Mike had guessed right about that. Jeannie had tried to tell me about her experience-Mike had asked me if Rowdy had gotten rough with her-but I didn’t pick up on what terrified her about this hideously evil man.

“What did you do to Jeannie?” I asked softly.

“Nothing you want to hear right now,” he said, sneering at me. “You ought to give her a ring sometime.”

The arm that Kitts was tying up jerked so badly that he grabbed my shoulders and started to shake me.

When he let go, I realized for the first time that he had bound me securely to the iron rail. I’d been so fearful of falling throughout the entire climb that it was almost a relief to be anchored to something that wasn’t going to move.

“It’s too tight, Rowdy.” I was still afraid of what he might do to me before he left.

“I don’t really think you’re in a position to be calling the shots, Alex. Shit, there’s always the Civilian Complaint Review Board.” He was laughing as he balled up the other sock between his hands and leaned over to stuff it in my mouth. “You can take up all your problems with them.”

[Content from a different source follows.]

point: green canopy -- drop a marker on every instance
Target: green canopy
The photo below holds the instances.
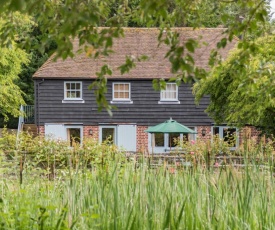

I recoiled as he came at me. I clutched the banister as tightly as I could, almost chained to it as I was. Both of my knees came up between us, almost reflexively. I kicked my legs out in front of me with all the power I could muster and struck Rowdy Kitts squarely in the gut.

I screamed as I watched him fly backward over the railing, shouting my name, falling through the middle of the spiral staircase until his body hit the floor of the water tower, several stories below me.

I covered my eyes with my hand and tried to make myself breathe.